Harmonise the alleles and effects between the exposure and outcome

In order to perform MR the effect of a SNP on an outcome and exposure must be harmonised to be relative to the same allele.

Usage

harmonise_data(exposure_dat, outcome_dat, action = 2)

Arguments

exposure_dat

Output from read_exposure_data().

outcome_dat

Output from extract_outcome_data().

action

Level of strictness in dealing with SNPs.

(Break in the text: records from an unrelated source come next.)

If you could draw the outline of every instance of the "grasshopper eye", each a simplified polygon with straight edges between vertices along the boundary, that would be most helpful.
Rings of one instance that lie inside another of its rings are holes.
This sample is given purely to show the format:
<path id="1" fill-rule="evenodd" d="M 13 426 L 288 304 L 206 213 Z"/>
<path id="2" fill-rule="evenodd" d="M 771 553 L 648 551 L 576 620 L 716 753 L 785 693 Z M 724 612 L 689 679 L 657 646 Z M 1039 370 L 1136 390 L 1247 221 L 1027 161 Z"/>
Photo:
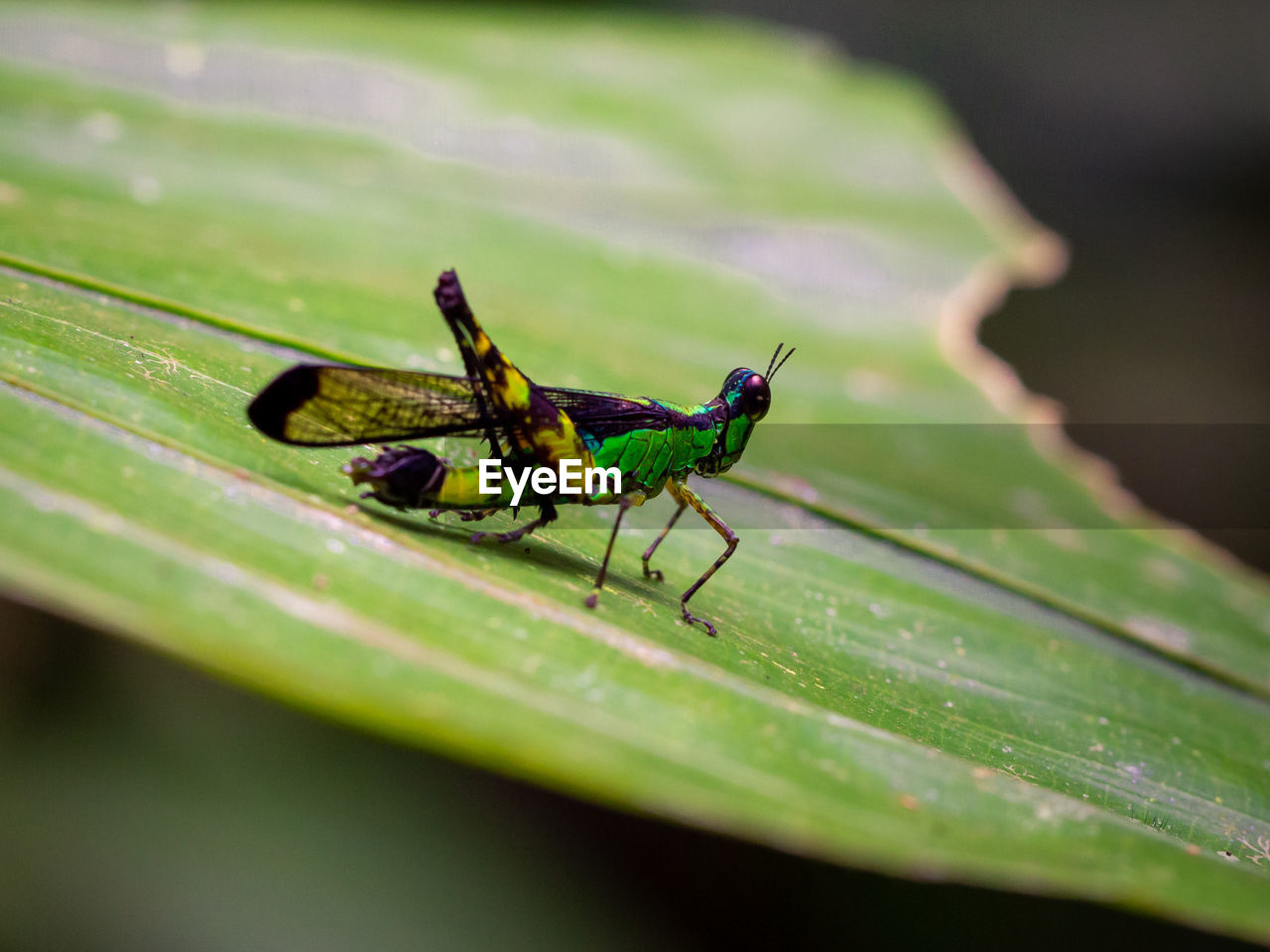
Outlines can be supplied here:
<path id="1" fill-rule="evenodd" d="M 752 373 L 740 385 L 740 411 L 751 423 L 758 423 L 772 405 L 772 391 L 763 374 Z"/>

action = 1: Assume all alleles are coded on the forward strand, i.e. do not attempt to flip alleles
action = 2: Try to infer positive strand alleles, using allele frequencies for palindromes (default, conservative);
action = 3: Correct strand for non-palindromic SNPs, and drop all palindromic SNPs from the analysis (more conservative). If a single value is passed then this action is applied to all outcomes. But multiple values can be supplied as a vector, each element relating to a different outcome.

Value

Data frame with harmonised effects and alleles

Details

Expects data in the format generated by read_exposure_data() and extract_outcome_data(). This means the inputs must be dataframes with the following columns:

outcome_dat:

SNP
beta.outcome
se.outcome
effect_allele.outcome
other_allele.outcome
eaf.outcome
outcome

exposure_dat:

SNP
beta.exposure
se.exposure
effect_allele.exposure
other_allele.exposure
eaf.exposure

The function tries to harmonise INDELs. If they are coded as sequence strings things work more smoothly. If they are coded as D/I in one dataset it will try to convert them to sequences if the other dataset has adequate information. If coded as D/I in one dataset and as a variant with equal length INDEL alleles in the other, the variant is dropped. If one or both the datasets only has one allele (i.e. the effect allele) then harmonisation is naturally going to be more ambiguous and more variants will be dropped.